Free/pro choice has been a boringly repetitive mantra for more than a generation now, and it is women who bear full responsibility over their bodies, what goes into it and what comes out of it. With the exception of rape, women have full responsibility over the YES-word or NO-word. The statistics bear out the fact that women have been increasingly saying YES at the expense of the general public, but more importantly, at the expense of the children they bring into the world.
If young women are “unaware that such births are a superhighway to lifetime poverty” then how are we doing justice if we don’t take action to drill this into their heads. Women have rightly won their freedom of choice, but that freedom also comes with responsibilities, to themselves, to their children and to society at large.
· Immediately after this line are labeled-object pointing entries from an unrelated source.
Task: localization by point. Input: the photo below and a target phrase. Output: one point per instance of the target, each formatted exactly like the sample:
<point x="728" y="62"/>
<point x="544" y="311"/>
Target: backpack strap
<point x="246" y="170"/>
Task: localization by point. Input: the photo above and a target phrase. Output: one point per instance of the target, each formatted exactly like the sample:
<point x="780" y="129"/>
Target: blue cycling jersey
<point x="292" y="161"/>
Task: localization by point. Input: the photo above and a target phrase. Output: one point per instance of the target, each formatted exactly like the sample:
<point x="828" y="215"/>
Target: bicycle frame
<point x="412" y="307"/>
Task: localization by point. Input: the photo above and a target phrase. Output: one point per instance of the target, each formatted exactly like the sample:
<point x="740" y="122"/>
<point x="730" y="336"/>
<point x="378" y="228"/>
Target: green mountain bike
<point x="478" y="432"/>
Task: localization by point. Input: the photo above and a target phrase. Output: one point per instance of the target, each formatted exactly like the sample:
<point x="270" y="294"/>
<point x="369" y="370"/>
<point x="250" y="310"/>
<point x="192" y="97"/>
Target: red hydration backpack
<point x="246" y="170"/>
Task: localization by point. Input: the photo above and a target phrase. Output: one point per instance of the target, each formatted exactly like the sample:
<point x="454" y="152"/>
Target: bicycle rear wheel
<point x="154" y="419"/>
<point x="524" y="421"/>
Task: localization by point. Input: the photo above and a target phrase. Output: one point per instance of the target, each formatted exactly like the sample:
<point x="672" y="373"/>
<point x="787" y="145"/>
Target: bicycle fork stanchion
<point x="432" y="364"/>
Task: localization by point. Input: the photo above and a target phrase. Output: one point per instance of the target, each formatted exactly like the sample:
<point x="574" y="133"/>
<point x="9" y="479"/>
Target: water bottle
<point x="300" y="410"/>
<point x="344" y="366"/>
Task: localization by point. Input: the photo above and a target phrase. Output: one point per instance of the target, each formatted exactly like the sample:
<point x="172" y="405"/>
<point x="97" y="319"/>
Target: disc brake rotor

As for me, I was the sole supporter for my X and son, who is now 20. And this was in spite of my X leaving me bankrupt, and my employer laying me off as redundant to become temp trash for 10 years. I took my responsibility by the balls, swallowed all of my personal ambitions, and did the right thing. Aside from the personal wealth of having a loving, educated son, I love that I owe society NOTHING. My idea of socialism is personal socialism, not parasite socialism.
It might be far more beneficial if we proselytized responsibility for all of our YES’s and No’s. For the sake of our children, especially.